Once supply of breastmilk settles down it keeps on adjusting as per demand of the baby, for example if the baby gets growth spurts baby it will demand frequent feeding and this might cause confusion in the mother that her supply is not enough and the baby is hungry; but actually the baby is expressing its demand to the mother’s body so that the milk supply increases and settles down mostly within a week.
As per my clinical experience many new mothers complain of low milk supply and after assessment most of the cases the demand or stimulus to mothers body is missing. This can be because of many reasons like preterm baby, medical condition of the mother and baby, supplementation of formula, stress or postpartum depression etc. For example if a mother is giving formula feed to the baby without trying to breastfeed, that demand or stimulus to the mother’s body will be missing and accordingly her body will produce less breastmilk.
If baby is preterm and cheeks stability is not there, there might be ineffective or nonnutritive suckling by the baby on the breast which further reduces the milk supply. Because of some external stress factors or postpartum depression milk hormones can be affected and a mother might face low milk production.
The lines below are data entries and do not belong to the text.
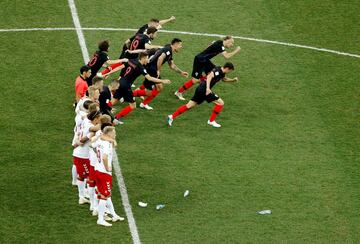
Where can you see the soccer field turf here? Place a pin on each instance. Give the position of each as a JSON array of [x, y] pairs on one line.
[[289, 141]]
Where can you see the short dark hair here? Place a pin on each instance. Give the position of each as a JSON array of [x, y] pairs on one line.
[[104, 125], [104, 45], [229, 66], [93, 115], [154, 20], [143, 54], [151, 30], [87, 103], [227, 38], [84, 68], [96, 79], [175, 40]]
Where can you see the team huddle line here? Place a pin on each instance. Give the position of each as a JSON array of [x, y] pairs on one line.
[[94, 134]]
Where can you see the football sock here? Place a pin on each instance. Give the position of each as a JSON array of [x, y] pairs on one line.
[[101, 209], [215, 112], [180, 110], [124, 112], [186, 86], [74, 173], [148, 99], [113, 66], [81, 188], [92, 196], [139, 93]]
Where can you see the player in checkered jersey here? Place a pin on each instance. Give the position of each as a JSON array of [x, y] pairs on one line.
[[105, 149], [202, 62], [204, 93]]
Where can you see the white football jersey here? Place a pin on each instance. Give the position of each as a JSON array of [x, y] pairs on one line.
[[83, 151], [79, 105], [104, 148], [92, 150]]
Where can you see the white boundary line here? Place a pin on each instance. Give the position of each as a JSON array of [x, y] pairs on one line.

Breastfeeding takes a lot of diligent commitment, effort, and energy. Consult a lactation specialist or who will help you answer your questions and continually educate you about the ways your body is changing as milk production increases. Early initiation at the breast is good start for good milk production. If you are not comfortable medically to feed your baby after birth, colostrum expression should be done within one hour of the birth followed by frequent feeding or removal of milk.
An expecting couple should prepare themselves during pregnancy for breastfeeding. Antenatal classes are great help which help in proper guidance and support that will help them sail through this journey of breastfeeding.